Re: [PATCH] Make div64_u64() precise on 32bit platforms

From: Oleg Nesterov <oleg@redhat.com>
To: Brian Behlendorf <behlendorf1@llnl.gov>
Cc: LKML <linux-kernel@vger.kernel.org>,
	Andrew Morton <akpm@linux-foundation.org>
Subject: Re: [PATCH] Make div64_u64() precise on 32bit platforms
Date: Thu, 14 Oct 2010 14:11:59 +0200	[thread overview]
Message-ID: <20101014121159.GA407@redhat.com> (raw)
In-Reply-To: <20101013213746.GA27248@redhat.com>

On 10/13, Oleg Nesterov wrote:
>
> On 10/12, Brian Behlendorf wrote:
> >
> >  u64 div64_u64(u64 dividend, u64 divisor)
> >  {
> > -	u32 high, d;
> > -
> > -	high = divisor >> 32;
> > -	if (high) {
> > -		unsigned int shift = fls(high);
> > +	u64 u0, quot0, quot1;
> > +	u32 rem;
> > +	int n;
> > +
> > +	if (divisor >> 32 == 0) {
> > +		if (dividend >> 32 < divisor) {
> > +			return div_u64_rem(dividend, divisor, &rem);
> > +		} else {
> > +			u0 = dividend & 0xFFFFFFFF;
> > +			quot1 = div_u64_rem(dividend >> 32, divisor, &rem);
> > +			u0 += ((u64)rem << 32);
> > +			quot0 = div_u64_rem(u0, divisor, &rem);
> > +			return (quot1 << 32) + quot0;
> > +		}
>
> Looks correct... but I can't understand these complications.
> Looks like we can just do
>
> 	if ((divisor >> 32) == 0) {
> 		div_u64(dividend, divisor);
> 	} else {
> 	...
>
> No?
>
> > +	} else {
> > +		n = __builtin_clzll(divisor);
> > +		quot1 = div_u64_rem(dividend >> 1, (divisor << n) >> 32, &rem);
> > +		quot0 = (quot1 << n) >> 31;
>
> I can't understand this "dividend >> 1". It seems to me that
>
> 		quot1 = div_u64(dividend, (divisor << n) >> 32);
> 		quot0 = (quot1 << n) >> 32;
>
> should be equally correct. Or I missed some overflow?

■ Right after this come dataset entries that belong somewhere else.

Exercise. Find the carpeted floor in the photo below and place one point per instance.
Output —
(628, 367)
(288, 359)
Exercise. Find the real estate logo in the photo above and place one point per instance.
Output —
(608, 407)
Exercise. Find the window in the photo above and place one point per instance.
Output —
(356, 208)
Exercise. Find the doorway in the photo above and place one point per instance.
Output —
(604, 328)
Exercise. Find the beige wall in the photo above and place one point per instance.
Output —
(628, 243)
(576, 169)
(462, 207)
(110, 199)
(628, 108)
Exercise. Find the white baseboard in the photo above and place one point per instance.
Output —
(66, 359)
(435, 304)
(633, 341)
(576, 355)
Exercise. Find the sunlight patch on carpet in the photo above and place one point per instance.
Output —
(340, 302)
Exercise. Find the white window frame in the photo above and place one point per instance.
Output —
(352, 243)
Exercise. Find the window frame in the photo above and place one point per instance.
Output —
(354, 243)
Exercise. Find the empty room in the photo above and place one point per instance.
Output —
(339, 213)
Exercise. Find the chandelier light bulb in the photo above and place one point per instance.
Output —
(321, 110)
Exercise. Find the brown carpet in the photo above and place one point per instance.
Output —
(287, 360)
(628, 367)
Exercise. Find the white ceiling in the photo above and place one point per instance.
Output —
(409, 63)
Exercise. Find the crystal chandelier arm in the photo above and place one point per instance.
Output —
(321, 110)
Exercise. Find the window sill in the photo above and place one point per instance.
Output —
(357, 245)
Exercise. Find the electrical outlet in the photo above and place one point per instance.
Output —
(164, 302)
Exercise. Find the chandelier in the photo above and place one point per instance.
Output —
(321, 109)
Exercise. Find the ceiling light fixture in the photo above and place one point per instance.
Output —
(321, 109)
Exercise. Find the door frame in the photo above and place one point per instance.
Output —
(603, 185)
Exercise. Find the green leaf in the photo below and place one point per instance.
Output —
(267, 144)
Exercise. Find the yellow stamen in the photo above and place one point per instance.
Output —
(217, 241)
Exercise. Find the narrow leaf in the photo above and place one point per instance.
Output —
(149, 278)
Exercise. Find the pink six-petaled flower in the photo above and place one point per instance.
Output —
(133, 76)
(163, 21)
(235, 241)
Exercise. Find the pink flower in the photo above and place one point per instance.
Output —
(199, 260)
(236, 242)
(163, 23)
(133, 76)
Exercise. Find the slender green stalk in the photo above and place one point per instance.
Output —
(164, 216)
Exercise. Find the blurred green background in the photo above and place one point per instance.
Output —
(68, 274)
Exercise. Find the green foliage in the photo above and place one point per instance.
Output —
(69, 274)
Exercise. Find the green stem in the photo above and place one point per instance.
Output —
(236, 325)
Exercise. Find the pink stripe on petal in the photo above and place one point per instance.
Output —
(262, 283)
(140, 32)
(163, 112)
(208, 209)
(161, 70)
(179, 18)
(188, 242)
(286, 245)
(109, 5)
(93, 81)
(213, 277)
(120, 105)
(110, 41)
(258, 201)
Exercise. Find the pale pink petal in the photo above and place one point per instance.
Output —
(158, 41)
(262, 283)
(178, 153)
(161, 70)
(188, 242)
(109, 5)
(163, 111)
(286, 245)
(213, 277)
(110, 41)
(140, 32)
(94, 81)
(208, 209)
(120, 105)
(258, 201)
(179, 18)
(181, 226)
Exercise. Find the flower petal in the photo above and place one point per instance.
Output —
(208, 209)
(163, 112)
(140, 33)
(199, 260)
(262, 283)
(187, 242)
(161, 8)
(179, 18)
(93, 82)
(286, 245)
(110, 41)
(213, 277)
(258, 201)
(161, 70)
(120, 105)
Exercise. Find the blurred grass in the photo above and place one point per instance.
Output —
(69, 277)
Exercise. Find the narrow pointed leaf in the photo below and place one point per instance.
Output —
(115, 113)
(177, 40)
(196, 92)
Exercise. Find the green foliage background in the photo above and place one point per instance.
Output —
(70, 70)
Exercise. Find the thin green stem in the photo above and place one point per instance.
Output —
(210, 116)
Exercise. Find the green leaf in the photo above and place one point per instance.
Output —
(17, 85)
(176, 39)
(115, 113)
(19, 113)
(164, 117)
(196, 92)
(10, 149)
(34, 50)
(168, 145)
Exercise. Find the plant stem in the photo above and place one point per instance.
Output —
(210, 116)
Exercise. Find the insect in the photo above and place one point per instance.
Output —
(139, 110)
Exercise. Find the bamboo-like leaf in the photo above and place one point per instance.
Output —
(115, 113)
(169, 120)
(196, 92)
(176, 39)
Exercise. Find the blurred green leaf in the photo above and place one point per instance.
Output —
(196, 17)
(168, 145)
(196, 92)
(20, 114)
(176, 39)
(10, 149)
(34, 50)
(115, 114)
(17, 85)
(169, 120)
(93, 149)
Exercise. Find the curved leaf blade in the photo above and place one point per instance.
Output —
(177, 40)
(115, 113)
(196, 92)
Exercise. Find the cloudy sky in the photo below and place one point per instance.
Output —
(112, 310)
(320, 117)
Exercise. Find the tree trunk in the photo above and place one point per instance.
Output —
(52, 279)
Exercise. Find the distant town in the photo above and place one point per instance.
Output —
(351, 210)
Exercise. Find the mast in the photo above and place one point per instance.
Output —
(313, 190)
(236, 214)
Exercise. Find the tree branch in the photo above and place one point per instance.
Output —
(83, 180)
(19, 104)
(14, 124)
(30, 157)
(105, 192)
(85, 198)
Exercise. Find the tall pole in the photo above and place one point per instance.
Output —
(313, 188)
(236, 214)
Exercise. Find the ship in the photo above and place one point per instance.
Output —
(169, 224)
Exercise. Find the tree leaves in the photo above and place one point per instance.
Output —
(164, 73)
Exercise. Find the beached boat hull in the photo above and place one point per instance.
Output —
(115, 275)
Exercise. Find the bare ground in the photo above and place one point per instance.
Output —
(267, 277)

Thinking more about this with a fresh head, we don't event need quot1,
unless I missed something. We can do

		quot0 = div_u64((dividend << n) >> 32, (divisor << n) >> 32);

instead. Or, better,

		n = 32 - __builtin_clzll(divisor);
		quot0 = div_u64(dividend >> n, divisor >> n);

And 32 - clzll == fls.

So, I think it can be really trivial, see the test-case below,
seems to work (you need 64bit machine to test).

What do you think? I do not trust my math skills.

Oleg.

#include <stdlib.h>
#include <unistd.h>
#include <stdio.h>
#include <sys/fcntl.h>
#include <assert.h>

typedef unsigned long long u64;
typedef unsigned long u32;

static inline u64 div_u64(u64 A, u32 B)
{
	return A / B;
}

static inline unsigned long __fls(unsigned long word)
{
	asm("bsr %1,%0"
	    : "=r" (word)
	    : "rm" (word));
	return word;
}

u64 div64_u64(u64 A, u64 B)
{
	u32 high = B >> 32;
	u64 quot;

	if (high == 0) {
		quot = div_u64(A, B);
	} else {
		int n = 1 + __fls(high);
		quot = div_u64(A >> n, B >> n);

		if (quot != 0)
			quot--;
		if ((A - quot * B) >= B)
			quot++;
	}

	return quot;
}

int main(void)
{
	int fd, n;

	fd = open("/dev/urandom", O_RDONLY);
	assert(fd >= 0);

	for (n = 1;; ++n) {
		u64 xx[2], rs;

		assert(read(fd, xx, sizeof(xx)) == sizeof(xx));

		if (xx[1] == 0)
			continue;

		rs = div64_u64(xx[0], xx[1]);

		if (rs != xx[0] / xx[1]) {
			printf("ERR!! %llx / %llx = %llx : %llx\n",
				xx[0] , xx[1], xx[0] / xx[1], rs);
			return 1;
		}

		if (!(n %100000))
			printf("passed: %d\n", n);
	}
}